New procedures for Homewood residents wishing to address their village board will apply after an ordinance was approved at the Oct. 10 meeting.
Residents will be limited to three minutes for comments, which can be extended if the chair deems it necessary. Persons making comments must be “respectful and avoid obscene or insulting statements, the impugning of motives and disruptive or repetitive statements,” the ordinance says. 
Board members may question commenters after they are finished speaking.
The public comment portion of any meeting will be limited to 30 minutes for any matter not listed on that day’s agenda. 
Village Manager Jim Marino told the H-F Chronicle that the Illinois Attorney General has told municipalities that boards and committees need to adopt rules for public comment. 
“This is why it is being done now,” Marino said. “All municipalities must do this.”
Village Attorney Chris Cummings, who drafted the ordinance, said the new rules were an update only meant to reflect of the state’s open meetings laws. Previously, Homewood had no official rules for comments at meetings in the village code.
“Although the village of Homewood always has provided for public comment at Village Board meetings, this is the first time it has adopted a policy making it official,” Cummings said.
Town and school boards often update or enact public comment guidelines in an attempt to rein in the number or length of comments made at meetings. This hasn’t been an issue in Homewood, where residents are invited to speak at least twice during each village board session.
The Chicago City Council attempted to limit public comments to committee meetings last year but Cook County Circuit Court Judge Diane Joan Larsen ruled in December that that was a violation of state statute.
The ordinance also provides new rules for recording meetings. As policy, the village aims to “cooperate with representatives of the media and with other members of the public who wish to record public meetings by tape, film or other means, provided said recording does not disrupt the meeting.” 
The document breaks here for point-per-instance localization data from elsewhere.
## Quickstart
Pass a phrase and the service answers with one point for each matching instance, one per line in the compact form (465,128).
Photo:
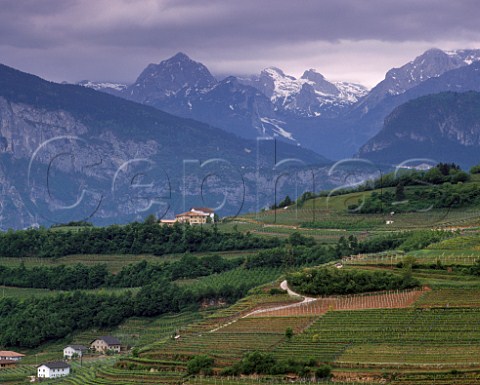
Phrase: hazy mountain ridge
(70,153)
(332,118)
(444,127)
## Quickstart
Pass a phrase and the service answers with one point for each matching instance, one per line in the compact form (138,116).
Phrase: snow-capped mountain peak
(102,86)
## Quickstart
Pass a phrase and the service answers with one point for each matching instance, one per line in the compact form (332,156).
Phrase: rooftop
(8,353)
(55,365)
(109,340)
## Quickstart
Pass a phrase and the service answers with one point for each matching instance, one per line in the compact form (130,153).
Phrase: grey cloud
(220,29)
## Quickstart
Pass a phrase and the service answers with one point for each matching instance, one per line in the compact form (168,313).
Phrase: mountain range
(332,118)
(70,153)
(442,127)
(178,137)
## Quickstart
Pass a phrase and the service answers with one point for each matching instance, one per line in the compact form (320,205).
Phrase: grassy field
(427,336)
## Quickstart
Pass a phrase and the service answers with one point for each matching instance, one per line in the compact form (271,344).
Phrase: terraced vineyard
(16,375)
(387,300)
(395,338)
(451,297)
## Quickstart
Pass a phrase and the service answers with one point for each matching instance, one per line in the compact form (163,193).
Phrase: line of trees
(83,277)
(134,238)
(329,281)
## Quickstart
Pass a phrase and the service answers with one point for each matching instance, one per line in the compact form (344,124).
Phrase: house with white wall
(105,343)
(53,370)
(74,351)
(7,355)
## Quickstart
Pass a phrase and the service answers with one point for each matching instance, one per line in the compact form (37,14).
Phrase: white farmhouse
(74,350)
(53,370)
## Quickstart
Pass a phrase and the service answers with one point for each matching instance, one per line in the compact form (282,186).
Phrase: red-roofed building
(8,355)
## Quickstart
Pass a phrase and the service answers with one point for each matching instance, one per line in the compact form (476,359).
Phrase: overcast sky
(353,40)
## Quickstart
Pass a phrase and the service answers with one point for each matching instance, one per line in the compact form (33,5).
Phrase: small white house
(74,351)
(53,370)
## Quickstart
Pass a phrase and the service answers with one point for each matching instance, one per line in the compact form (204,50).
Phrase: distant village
(196,216)
(55,369)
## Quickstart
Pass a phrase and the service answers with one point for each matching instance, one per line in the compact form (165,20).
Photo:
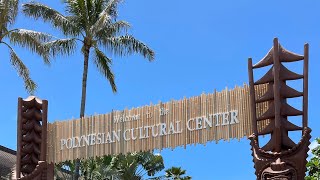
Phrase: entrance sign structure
(280,158)
(258,109)
(209,117)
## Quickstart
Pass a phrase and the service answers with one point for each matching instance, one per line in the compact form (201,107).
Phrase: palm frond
(31,40)
(127,45)
(61,47)
(37,10)
(78,8)
(103,64)
(106,16)
(113,29)
(22,70)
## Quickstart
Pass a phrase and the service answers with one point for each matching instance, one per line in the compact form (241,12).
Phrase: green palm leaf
(61,46)
(32,40)
(22,70)
(65,24)
(127,45)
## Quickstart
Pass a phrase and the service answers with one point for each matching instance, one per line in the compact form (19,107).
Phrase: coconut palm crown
(32,40)
(94,24)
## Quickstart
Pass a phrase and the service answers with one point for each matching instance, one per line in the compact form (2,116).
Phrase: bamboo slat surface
(149,128)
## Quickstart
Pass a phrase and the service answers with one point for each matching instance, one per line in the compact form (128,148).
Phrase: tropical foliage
(133,166)
(313,166)
(93,24)
(31,40)
(176,173)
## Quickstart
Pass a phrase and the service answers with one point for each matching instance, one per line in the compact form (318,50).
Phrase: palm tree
(94,24)
(25,38)
(135,166)
(176,173)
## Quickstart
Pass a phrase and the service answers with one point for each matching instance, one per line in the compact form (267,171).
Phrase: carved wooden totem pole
(32,140)
(280,158)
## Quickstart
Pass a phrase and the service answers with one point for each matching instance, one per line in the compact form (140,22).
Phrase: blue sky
(200,46)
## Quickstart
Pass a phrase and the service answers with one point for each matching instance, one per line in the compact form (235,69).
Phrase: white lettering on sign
(150,131)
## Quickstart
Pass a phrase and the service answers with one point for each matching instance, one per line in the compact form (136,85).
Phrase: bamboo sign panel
(209,117)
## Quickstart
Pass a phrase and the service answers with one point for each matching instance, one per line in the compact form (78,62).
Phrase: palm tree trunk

The village may designate a specific physical area for recording equipment or “take other steps” to make sure recording doesn’t disrupt a meeting. 
The new ordinance also allows the village to prevent anyone from recording any audience member who doesn’t wish to be recorded. Code also allows the village to limit or prevent any recording that may disrupt a meeting.
In addition, closed meetings can’t be recorded outside of the existing rules in the Illinois Open Meetings Act.